1. ## Proving Congruency

Prove that if n is an odd positive integer, then n^2 ≡ 1 (mod 8)

also

Show that if n|m, where n and m are positive integers greater than 1, and if a ≡ b (mod m), where a and b are integers, then a ≡ b (mod n)

Just started doing congruencies. I understand mod no problem, but I am really lost when it comes to congruencies. Any help would be great.

Thanks

2. Originally Posted by Eclyps19
Prove that if n is an odd positive integer, then n^2 ≡ 1 (mod 8)
You need to show 8 divides (n^2 - 1) meaning 8 divides (n+1)(n-1)

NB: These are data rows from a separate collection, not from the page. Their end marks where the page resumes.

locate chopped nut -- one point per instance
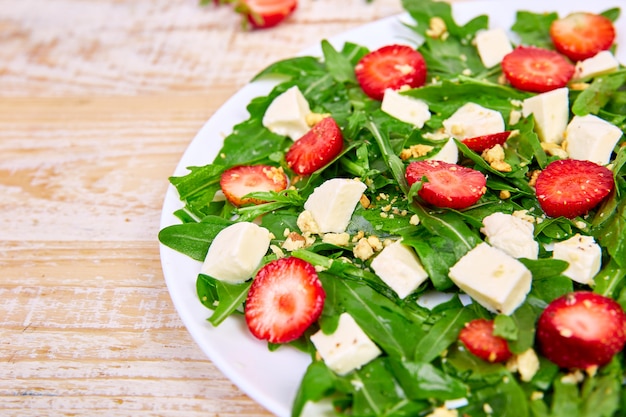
(307, 223)
(415, 151)
(437, 28)
(533, 177)
(314, 118)
(365, 202)
(339, 239)
(363, 250)
(554, 149)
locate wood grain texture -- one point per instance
(98, 101)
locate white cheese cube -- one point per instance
(400, 268)
(495, 280)
(492, 46)
(583, 255)
(511, 234)
(286, 114)
(404, 108)
(602, 63)
(236, 252)
(332, 203)
(448, 153)
(472, 120)
(551, 113)
(591, 138)
(347, 349)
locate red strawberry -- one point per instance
(537, 70)
(392, 66)
(238, 181)
(571, 187)
(285, 298)
(581, 329)
(316, 148)
(447, 185)
(582, 35)
(482, 143)
(478, 338)
(263, 14)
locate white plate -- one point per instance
(272, 378)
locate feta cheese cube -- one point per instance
(511, 234)
(286, 115)
(405, 108)
(472, 120)
(551, 113)
(583, 255)
(448, 153)
(494, 279)
(591, 138)
(602, 63)
(492, 46)
(400, 268)
(332, 203)
(236, 252)
(347, 349)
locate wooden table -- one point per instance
(98, 101)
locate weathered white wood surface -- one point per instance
(98, 101)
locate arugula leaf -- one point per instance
(382, 320)
(423, 381)
(442, 334)
(338, 65)
(534, 28)
(193, 239)
(221, 297)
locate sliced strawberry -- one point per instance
(241, 180)
(571, 187)
(537, 70)
(478, 338)
(285, 298)
(482, 143)
(447, 185)
(316, 148)
(581, 330)
(262, 14)
(392, 66)
(582, 35)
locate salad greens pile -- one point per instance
(423, 366)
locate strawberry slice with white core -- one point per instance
(479, 339)
(582, 35)
(316, 148)
(262, 14)
(538, 70)
(447, 185)
(581, 330)
(285, 298)
(241, 180)
(392, 66)
(572, 187)
(484, 142)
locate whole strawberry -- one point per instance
(581, 330)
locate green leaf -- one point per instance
(534, 28)
(598, 94)
(442, 334)
(423, 381)
(228, 298)
(337, 64)
(318, 382)
(193, 239)
(381, 319)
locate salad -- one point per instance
(474, 352)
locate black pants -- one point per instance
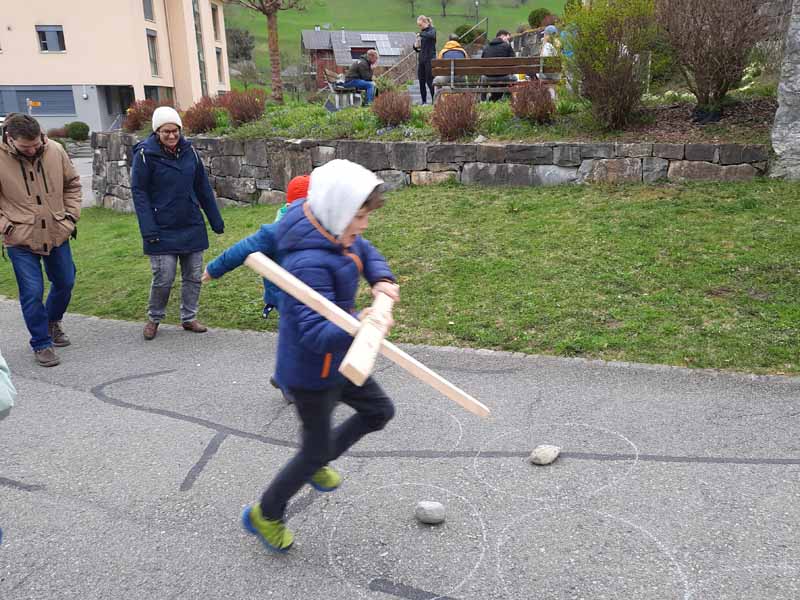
(425, 76)
(320, 444)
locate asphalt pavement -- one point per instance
(123, 472)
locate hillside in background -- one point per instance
(381, 15)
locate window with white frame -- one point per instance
(152, 51)
(51, 38)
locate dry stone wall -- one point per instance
(258, 171)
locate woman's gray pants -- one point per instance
(164, 267)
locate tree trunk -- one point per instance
(274, 56)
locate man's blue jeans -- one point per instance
(28, 270)
(361, 84)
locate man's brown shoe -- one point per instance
(60, 338)
(47, 357)
(195, 326)
(150, 330)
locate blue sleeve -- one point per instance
(205, 195)
(375, 266)
(262, 240)
(140, 184)
(315, 332)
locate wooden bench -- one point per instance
(463, 74)
(342, 96)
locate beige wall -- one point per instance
(106, 44)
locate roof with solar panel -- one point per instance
(391, 45)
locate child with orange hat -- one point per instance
(261, 241)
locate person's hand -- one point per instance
(386, 323)
(385, 287)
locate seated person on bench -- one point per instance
(359, 75)
(499, 47)
(452, 49)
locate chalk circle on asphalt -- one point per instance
(561, 551)
(513, 476)
(429, 427)
(376, 536)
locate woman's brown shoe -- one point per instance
(195, 326)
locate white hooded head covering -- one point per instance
(336, 192)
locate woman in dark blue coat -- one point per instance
(170, 186)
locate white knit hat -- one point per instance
(166, 114)
(337, 191)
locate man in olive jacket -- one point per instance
(359, 75)
(40, 203)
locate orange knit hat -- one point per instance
(297, 188)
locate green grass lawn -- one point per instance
(699, 275)
(375, 16)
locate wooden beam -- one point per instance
(360, 358)
(311, 298)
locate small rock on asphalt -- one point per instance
(544, 454)
(431, 513)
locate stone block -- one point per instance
(371, 155)
(529, 154)
(263, 184)
(703, 152)
(654, 169)
(670, 151)
(256, 172)
(242, 189)
(272, 197)
(613, 170)
(478, 173)
(598, 150)
(452, 153)
(437, 167)
(694, 170)
(567, 155)
(286, 162)
(255, 153)
(431, 178)
(554, 175)
(490, 153)
(226, 166)
(392, 179)
(232, 147)
(408, 156)
(634, 150)
(322, 154)
(734, 154)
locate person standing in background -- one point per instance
(425, 46)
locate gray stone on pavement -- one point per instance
(431, 513)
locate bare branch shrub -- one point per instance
(712, 40)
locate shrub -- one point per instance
(244, 107)
(532, 101)
(711, 40)
(200, 117)
(392, 108)
(77, 130)
(536, 17)
(605, 60)
(140, 114)
(471, 37)
(57, 132)
(455, 116)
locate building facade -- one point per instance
(89, 60)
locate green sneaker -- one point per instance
(326, 479)
(273, 534)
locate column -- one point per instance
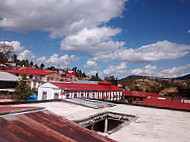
(106, 126)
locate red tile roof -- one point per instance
(10, 109)
(45, 126)
(86, 87)
(67, 75)
(104, 83)
(28, 70)
(140, 94)
(166, 102)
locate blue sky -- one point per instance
(113, 37)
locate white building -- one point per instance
(60, 90)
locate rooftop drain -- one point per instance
(107, 122)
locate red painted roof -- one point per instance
(166, 102)
(67, 75)
(44, 126)
(28, 70)
(104, 83)
(86, 87)
(140, 94)
(10, 109)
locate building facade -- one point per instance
(60, 90)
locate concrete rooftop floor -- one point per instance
(153, 125)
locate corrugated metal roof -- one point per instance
(5, 76)
(44, 126)
(140, 94)
(86, 87)
(28, 70)
(166, 102)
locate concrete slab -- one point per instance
(153, 125)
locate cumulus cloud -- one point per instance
(150, 70)
(90, 64)
(26, 55)
(92, 40)
(60, 18)
(174, 71)
(115, 70)
(161, 50)
(15, 44)
(55, 60)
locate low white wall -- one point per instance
(50, 92)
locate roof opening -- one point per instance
(107, 122)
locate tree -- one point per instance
(31, 64)
(22, 90)
(36, 66)
(111, 79)
(5, 52)
(95, 78)
(42, 66)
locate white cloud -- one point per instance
(60, 18)
(90, 64)
(115, 70)
(174, 71)
(148, 70)
(55, 60)
(161, 50)
(15, 44)
(26, 55)
(92, 40)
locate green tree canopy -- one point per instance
(22, 90)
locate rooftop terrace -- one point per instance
(152, 125)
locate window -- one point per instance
(93, 95)
(56, 95)
(44, 95)
(82, 94)
(75, 94)
(88, 95)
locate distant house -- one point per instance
(61, 90)
(138, 96)
(7, 83)
(69, 76)
(36, 77)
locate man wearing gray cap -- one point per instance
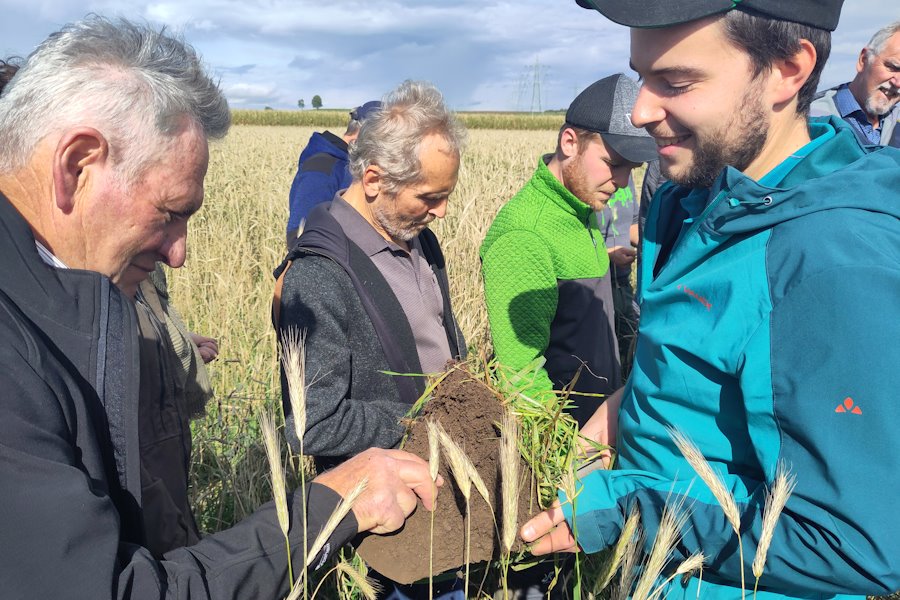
(772, 228)
(544, 261)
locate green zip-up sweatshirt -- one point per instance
(548, 293)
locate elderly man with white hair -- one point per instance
(103, 153)
(869, 102)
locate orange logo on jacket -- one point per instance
(849, 406)
(706, 303)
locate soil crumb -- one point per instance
(470, 412)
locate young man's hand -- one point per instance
(396, 481)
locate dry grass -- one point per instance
(225, 287)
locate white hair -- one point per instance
(878, 41)
(137, 85)
(391, 137)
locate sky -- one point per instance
(483, 54)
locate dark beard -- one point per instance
(714, 154)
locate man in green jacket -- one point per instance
(544, 261)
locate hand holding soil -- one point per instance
(396, 480)
(469, 411)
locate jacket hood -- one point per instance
(325, 143)
(832, 176)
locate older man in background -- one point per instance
(366, 281)
(869, 102)
(323, 169)
(103, 153)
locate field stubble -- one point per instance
(225, 288)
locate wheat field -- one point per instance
(225, 288)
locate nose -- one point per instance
(646, 108)
(621, 176)
(174, 251)
(439, 209)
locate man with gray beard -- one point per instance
(366, 280)
(869, 102)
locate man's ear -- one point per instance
(792, 72)
(79, 153)
(861, 61)
(372, 181)
(568, 143)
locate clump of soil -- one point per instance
(470, 412)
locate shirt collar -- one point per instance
(48, 257)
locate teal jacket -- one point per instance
(770, 332)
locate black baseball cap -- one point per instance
(605, 108)
(823, 14)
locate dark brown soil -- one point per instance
(470, 412)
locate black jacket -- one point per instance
(70, 485)
(356, 333)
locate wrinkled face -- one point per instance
(404, 214)
(130, 227)
(879, 75)
(595, 173)
(699, 101)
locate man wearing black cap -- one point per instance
(323, 170)
(544, 261)
(773, 228)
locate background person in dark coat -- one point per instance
(323, 170)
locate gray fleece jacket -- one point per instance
(356, 334)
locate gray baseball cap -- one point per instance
(605, 108)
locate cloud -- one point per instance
(485, 54)
(251, 93)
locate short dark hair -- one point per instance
(766, 40)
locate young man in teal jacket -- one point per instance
(754, 258)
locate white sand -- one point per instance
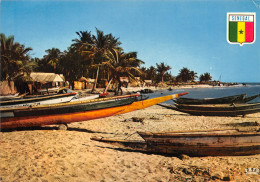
(52, 155)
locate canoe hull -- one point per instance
(40, 120)
(223, 100)
(211, 110)
(43, 100)
(216, 143)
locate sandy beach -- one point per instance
(47, 154)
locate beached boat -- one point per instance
(216, 110)
(73, 111)
(38, 100)
(223, 100)
(194, 143)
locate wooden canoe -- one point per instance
(196, 143)
(82, 115)
(223, 100)
(41, 100)
(216, 110)
(205, 143)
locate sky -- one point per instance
(180, 33)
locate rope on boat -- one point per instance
(130, 135)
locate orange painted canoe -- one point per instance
(40, 120)
(228, 142)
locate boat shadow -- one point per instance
(51, 128)
(243, 124)
(140, 151)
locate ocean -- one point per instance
(213, 92)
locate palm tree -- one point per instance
(72, 65)
(193, 75)
(123, 65)
(205, 77)
(14, 59)
(162, 69)
(97, 49)
(151, 72)
(52, 59)
(184, 75)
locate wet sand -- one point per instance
(47, 154)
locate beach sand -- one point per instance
(47, 154)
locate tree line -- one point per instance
(98, 56)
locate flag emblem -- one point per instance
(241, 28)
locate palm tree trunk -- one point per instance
(110, 81)
(95, 84)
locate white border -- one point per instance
(241, 13)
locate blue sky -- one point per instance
(180, 33)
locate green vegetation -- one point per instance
(97, 56)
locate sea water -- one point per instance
(213, 92)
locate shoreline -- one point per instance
(153, 88)
(48, 154)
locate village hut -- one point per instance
(84, 83)
(45, 82)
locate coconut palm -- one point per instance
(205, 77)
(97, 49)
(162, 68)
(52, 59)
(151, 72)
(123, 65)
(193, 75)
(15, 59)
(184, 75)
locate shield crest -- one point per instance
(241, 28)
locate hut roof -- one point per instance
(45, 77)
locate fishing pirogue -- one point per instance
(237, 99)
(216, 110)
(74, 111)
(194, 143)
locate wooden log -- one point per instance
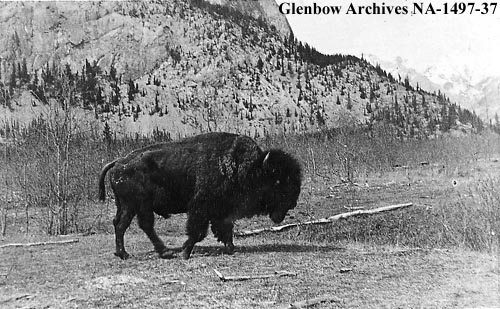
(311, 302)
(323, 220)
(60, 242)
(250, 277)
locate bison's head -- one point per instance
(282, 181)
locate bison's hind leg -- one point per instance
(196, 229)
(124, 215)
(223, 231)
(146, 223)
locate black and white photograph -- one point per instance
(249, 154)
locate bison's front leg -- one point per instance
(124, 216)
(146, 223)
(223, 230)
(196, 229)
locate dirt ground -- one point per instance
(86, 274)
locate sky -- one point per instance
(449, 41)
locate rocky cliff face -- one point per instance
(184, 67)
(70, 32)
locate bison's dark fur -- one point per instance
(215, 178)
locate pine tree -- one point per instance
(349, 103)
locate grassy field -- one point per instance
(440, 253)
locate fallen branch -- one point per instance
(69, 241)
(311, 302)
(14, 298)
(249, 277)
(323, 220)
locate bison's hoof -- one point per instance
(122, 255)
(229, 250)
(166, 254)
(186, 255)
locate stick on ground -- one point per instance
(249, 277)
(323, 220)
(311, 302)
(60, 242)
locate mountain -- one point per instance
(266, 10)
(463, 85)
(184, 67)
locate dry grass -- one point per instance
(442, 252)
(86, 274)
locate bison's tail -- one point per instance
(102, 189)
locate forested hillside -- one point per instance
(183, 67)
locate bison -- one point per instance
(216, 178)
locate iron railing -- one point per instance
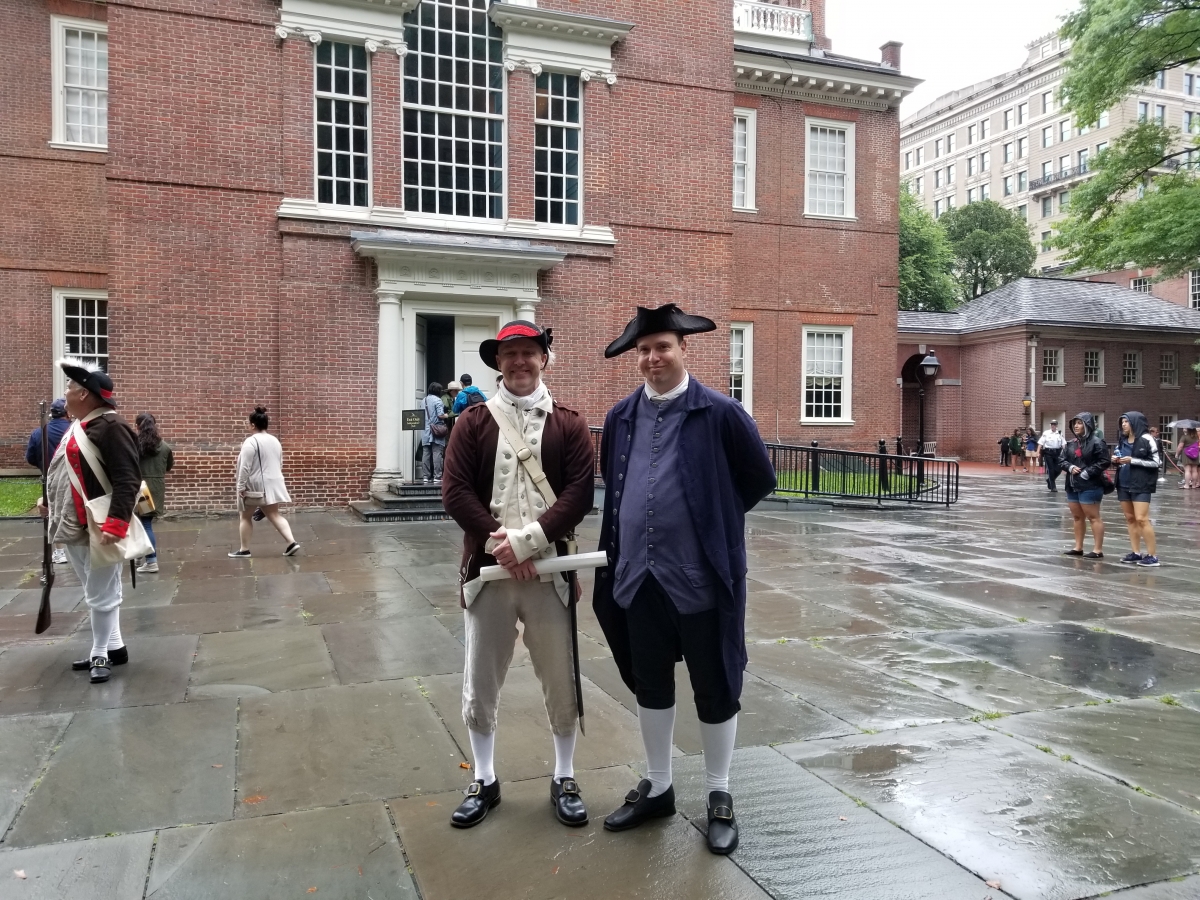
(852, 475)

If n is odd then n = 2k+1 so (n+1) = 2(k+1) and n-1 = 2k. That means (n+1)(n-1) = 4k(k+1) now one of k or k+1 is even by pigeonhole and so this is divisible by 8.

3. Hello, Eclyps19!

Show that if $\displaystyle n|m$, where $\displaystyle n\text{ and }m$ are positive integers greater than 1,

and if $\displaystyle a \equiv b\;(\text{mod }m)$, where $\displaystyle a\text{ and }b$ are integers, then: .$\displaystyle a \:\equiv\:b\;(\text{mod }n)$

Definition: .$\displaystyle a \:\equiv\:b\;(\text{mod }n) \quad\Longleftrightarrow\quad a - b \:=\:kn$

$\displaystyle "a\text{ is congruent to }b\text{, mod }n\text{" means: "the difference of }a\text{ and }b\text{ is a multiple of }n."$

We are told that: $\displaystyle n\text{ divides }m\text{, hence: }m = hn\text{ for some integer }h.$

We are given: .$\displaystyle a\:\equiv\;b\;(\text{mod }m)\quad\Rightarrow\quad a - b \:=\:km$

Since $\displaystyle m = hn\text{, we have: }\;a - b \:=\:k(hn) \:=\:(kh)n$

Hence: .$\displaystyle a - b\text{ is a multiple of }n.$

. . Therefore: .$\displaystyle a \:\equiv\:b\;(\text{mod } n)$